Background: Sclerostin (Scl) has recently emerged as a novel marker of bone remodeling and vascular calcification. However, whether high circulating Scl is also a risk factor for death is not well established. The purpose of this study was to test whether serum Scl would be associated with mortality.
Methods: we measured serum Scl in a hemodialysis patients' cohort, which was followed during a ten-year period. Competing risk regression models were applied, as during the follow-up, patients were exposed to both events kidney transplant and death.

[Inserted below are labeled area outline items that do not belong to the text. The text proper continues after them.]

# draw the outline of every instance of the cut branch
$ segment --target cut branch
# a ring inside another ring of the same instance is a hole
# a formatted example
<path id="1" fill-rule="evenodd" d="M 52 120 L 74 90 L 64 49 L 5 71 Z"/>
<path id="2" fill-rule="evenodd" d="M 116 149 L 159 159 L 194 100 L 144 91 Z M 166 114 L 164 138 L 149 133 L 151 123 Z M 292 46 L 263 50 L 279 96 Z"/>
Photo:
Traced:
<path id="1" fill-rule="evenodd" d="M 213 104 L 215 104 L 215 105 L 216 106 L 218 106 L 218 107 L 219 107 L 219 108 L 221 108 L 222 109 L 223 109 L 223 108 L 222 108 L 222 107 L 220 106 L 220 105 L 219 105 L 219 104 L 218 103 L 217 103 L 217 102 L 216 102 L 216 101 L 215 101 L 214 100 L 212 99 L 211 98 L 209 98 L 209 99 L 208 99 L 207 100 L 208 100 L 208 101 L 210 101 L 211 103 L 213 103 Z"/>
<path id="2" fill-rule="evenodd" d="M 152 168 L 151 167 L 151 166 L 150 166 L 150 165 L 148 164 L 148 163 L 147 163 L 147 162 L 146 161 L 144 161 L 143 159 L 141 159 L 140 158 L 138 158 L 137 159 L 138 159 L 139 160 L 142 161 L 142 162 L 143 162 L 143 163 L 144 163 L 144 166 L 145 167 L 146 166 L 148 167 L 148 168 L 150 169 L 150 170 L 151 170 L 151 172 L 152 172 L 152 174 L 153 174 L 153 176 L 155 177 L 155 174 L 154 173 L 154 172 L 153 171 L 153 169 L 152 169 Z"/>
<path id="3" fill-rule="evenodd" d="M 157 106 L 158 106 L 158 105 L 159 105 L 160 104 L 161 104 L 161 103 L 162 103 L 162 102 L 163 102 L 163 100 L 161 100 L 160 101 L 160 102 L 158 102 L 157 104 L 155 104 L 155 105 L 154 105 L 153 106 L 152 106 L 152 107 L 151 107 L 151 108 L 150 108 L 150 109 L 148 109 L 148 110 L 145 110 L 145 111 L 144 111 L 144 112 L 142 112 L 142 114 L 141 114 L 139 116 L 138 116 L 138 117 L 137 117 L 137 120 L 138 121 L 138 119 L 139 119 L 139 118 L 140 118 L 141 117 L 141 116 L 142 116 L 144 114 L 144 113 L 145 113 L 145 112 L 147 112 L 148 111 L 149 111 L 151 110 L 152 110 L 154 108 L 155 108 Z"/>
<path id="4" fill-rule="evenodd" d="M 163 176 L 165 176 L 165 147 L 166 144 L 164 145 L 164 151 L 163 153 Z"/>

Results: Ninety-one patients aged 42.3±18.8 years (55% of male gender, 15% of diabetes) were included. During the follow-up, 32 patients underwent kidney transplant and 26 patients died. Non-survivals presented higher FGF23, higher Scl and lower creatinine. There was an association between all-cause mortality and higher Scl (HR=2.2), higher age (HR=1.04) and presence of diabetes (HR=2.27), by competing risk analyses. Even including potential markers of mortality, as creatinine, FGF 23, and gender, Scl, age and diabetes remained significantly related to higher mortality.
Conclusion: Serum Scl is an independent predictor of mortality in dialysis patients. However, whether clinical interventions to modulate Scl would be able to improve these patients survival needs to be determined.